Comandada pelo coronel Jorge Benedito de Oliveira, uma equipe de 35 técnicos do Inea percorrem cem praias na Ilha Grande durante o mês de janeiro para realizar um mapeamento de todas as áreas de risco e ocupações irregulares. Uma primeira vistoria aérea, realizada logo após os deslizamentos de terra da virada do ano, identificou dezenas de áreas de risco e cerca de 300 pontos de ocupação irregular: “Verificamos um desrespeito total ao zoneamento e identificamos muitas construções irregulares, de casebres a mansões”, conta o coronel.

Ricos também irregulares

O mito de que apenas os pobres constroem habitações irregulares na região de Angra também é derrubado pela inspeção do Inea. “A ocupação desordenada do solo e das encostas não é privilégio de nenhuma classe social específica”, pondera Ilha. “Temos exemplos contundentes de crimes ambientais causados tanto pela expansão de favelas quanto por construções de elevado padrão, sendo que aos pobres ao menos se pode conceder a atenuante da falta de opções. Infelizmente, o desprezo pelo meio ambiente é uma característica média comum a todas as nossas classes sociais”, lamenta.

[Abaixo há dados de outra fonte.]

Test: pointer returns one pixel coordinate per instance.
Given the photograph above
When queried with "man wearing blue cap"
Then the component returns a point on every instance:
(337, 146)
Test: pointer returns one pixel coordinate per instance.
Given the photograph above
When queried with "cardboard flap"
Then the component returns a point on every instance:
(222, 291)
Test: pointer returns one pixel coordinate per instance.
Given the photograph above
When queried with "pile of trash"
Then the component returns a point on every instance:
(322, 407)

A revisão do zoneamento ecológico da APA Tamoios só deverá ser concluída no segundo semestre, mas o Inea espera resultados pontuais mais rápidos. Isso porque, parte da revisão do Plano de Manejo da APA Tamoios referente à Ilha Grande encontra-se pronta, fruto da discussão do Plano Diretor de Angra dos Reis para a região. “Assim, solicitamos ao Conselho Consultivo da APA que a analisasse em caráter de urgência, e este prometeu concluir esta avaliação até o final de janeiro, o que criará condições para um novo ato normativo, consensual, a ser expedido já em fevereiro”, avalia André Ilha.

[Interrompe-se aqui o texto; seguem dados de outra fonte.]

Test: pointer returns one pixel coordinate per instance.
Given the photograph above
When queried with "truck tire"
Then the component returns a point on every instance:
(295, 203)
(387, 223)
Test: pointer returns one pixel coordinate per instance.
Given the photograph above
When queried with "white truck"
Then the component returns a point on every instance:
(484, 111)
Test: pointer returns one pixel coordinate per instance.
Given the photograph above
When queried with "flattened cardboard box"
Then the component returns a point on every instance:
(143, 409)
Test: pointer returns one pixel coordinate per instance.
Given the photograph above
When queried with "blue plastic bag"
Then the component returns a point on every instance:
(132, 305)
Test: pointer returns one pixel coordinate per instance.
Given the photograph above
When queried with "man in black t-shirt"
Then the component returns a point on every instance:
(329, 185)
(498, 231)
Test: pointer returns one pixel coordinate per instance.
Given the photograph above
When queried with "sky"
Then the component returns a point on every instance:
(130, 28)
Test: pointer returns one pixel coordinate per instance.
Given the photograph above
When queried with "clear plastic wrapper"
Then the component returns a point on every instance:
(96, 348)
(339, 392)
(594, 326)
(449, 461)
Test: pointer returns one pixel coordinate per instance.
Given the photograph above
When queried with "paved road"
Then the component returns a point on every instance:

A licitação para escolha da empresa que promoverá os estudos relativos ao zoneamento ecológico no restante da APA Tamoios já foi realizada, segundo o diretor do Inea. Além da franja continental, ilhas menores também precisam ser analisadas. “A empresa dispõe de um prazo de cinco meses para concluir esses estudos”, diz. A expectativa do governo é que muitos outros pontos de ocupação irregular ainda sejam detectados. De acordo com a Secretaria Estadual do Ambiente, cerca de três mil construções em áreas de risco devem ser demolidas em Angra dos Reis.